Quote to Note: Putting LA Sports News in the NY Times

April 16, 2015

Here’s a keeper for my quotes to note folder. The source is the New York Times, April 16, 2015, page 8 in the business section (where else?). The article has the Google index friendly title: “Challenge to Google. Innovation May Undercut Case. As in Microsoft v. Europe, Innovation May Undercut Case.” Beefy. [If the headline disappears along with the story, speak to someone other than me. You may be able to purchase a dead tree version of the newspaper if you live in an area where distribution makes it available.]

Here’s the quote attributed to the astute Warren Buffer of search engine optimization expert, Daniel (Danny) Sullivan:

You don’t expect the New York Times to carry a rival sports section. But you do expect it to have a sports section. When people go to a search engine, they’re looking to search across everything.”

An interesting generalization. I am not sure most people “go to Google.” Most people use what ever system is baked into their “user experience.” But that’s less important than the suggestion that the “you” is what I do. Nope. I also noted the “everything.” I find that suggestion of comprehensiveness amusing. Not as chuckle worthy as IBM Watson’s smart software writing recipes, but it is right up there in the search Top 100 silly generalizations.

The quote also brushes against a larger question, a question ignored by the New York Times; to wit:

Why is ripping off the LA Times’ sports section egregious and taking other outfits’ digital facts sort of okay?

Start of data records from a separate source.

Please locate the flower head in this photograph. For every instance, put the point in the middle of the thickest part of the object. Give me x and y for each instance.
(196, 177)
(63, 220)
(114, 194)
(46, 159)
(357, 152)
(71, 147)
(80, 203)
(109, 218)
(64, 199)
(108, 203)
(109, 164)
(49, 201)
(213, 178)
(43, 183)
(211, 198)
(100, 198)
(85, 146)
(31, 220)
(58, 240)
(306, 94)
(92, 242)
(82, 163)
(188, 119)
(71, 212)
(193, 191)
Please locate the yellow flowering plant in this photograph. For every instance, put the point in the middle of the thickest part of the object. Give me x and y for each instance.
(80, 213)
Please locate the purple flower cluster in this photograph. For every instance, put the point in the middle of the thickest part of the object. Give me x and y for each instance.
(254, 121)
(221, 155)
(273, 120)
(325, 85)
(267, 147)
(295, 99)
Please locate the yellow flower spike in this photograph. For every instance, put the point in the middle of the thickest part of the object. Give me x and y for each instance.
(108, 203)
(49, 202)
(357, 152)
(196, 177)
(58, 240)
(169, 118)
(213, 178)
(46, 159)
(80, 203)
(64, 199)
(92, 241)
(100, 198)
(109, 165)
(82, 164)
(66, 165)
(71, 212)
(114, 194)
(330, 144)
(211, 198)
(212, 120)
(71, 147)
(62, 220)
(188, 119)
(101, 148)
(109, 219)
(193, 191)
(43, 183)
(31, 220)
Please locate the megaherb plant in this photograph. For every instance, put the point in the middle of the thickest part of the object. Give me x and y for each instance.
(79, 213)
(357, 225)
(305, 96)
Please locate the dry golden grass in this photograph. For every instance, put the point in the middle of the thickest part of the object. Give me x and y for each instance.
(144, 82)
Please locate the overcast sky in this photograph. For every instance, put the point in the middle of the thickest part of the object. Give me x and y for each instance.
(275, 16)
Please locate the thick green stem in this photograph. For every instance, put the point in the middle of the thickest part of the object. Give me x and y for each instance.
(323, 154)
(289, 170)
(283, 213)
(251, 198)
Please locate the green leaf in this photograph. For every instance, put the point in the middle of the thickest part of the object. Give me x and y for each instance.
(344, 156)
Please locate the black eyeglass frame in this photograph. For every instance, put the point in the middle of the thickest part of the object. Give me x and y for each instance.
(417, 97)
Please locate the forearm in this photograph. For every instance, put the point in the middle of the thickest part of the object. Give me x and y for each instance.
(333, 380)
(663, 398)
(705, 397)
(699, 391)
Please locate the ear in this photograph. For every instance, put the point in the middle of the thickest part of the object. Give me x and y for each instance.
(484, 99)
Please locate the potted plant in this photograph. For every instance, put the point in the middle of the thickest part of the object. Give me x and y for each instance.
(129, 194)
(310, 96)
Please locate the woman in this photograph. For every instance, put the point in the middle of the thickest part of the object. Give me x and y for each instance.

I think the answer resides in the little appreciated patents issued to Ramanathan Guha and Alon Halevy, both smart people and both Googlers when each did quite prescient work. If you are not familiar with the notion of building a comprehensive global knowledge base populated by nifty Georgia Tech T shirt wearing software agents, you are missing some useful color on Google’s assumptions, systems, and methods.

But, hey, who really cares about the global knowledge base thing, the notion of dataspaces, and Guha’s vision of applied semantic technologies in his quick slick architecture of smart software?

The Guha Halevy work is important in my opinion. More than generalizations will be needed for experts and legal eagles to figure out that the Google processes have been humming away for many, many years. Still few outside of Google understand what’s up?

Roll out the generalizations. Google will have a barrel of fun. Ignore penetrating questions. Google will rake in the dough.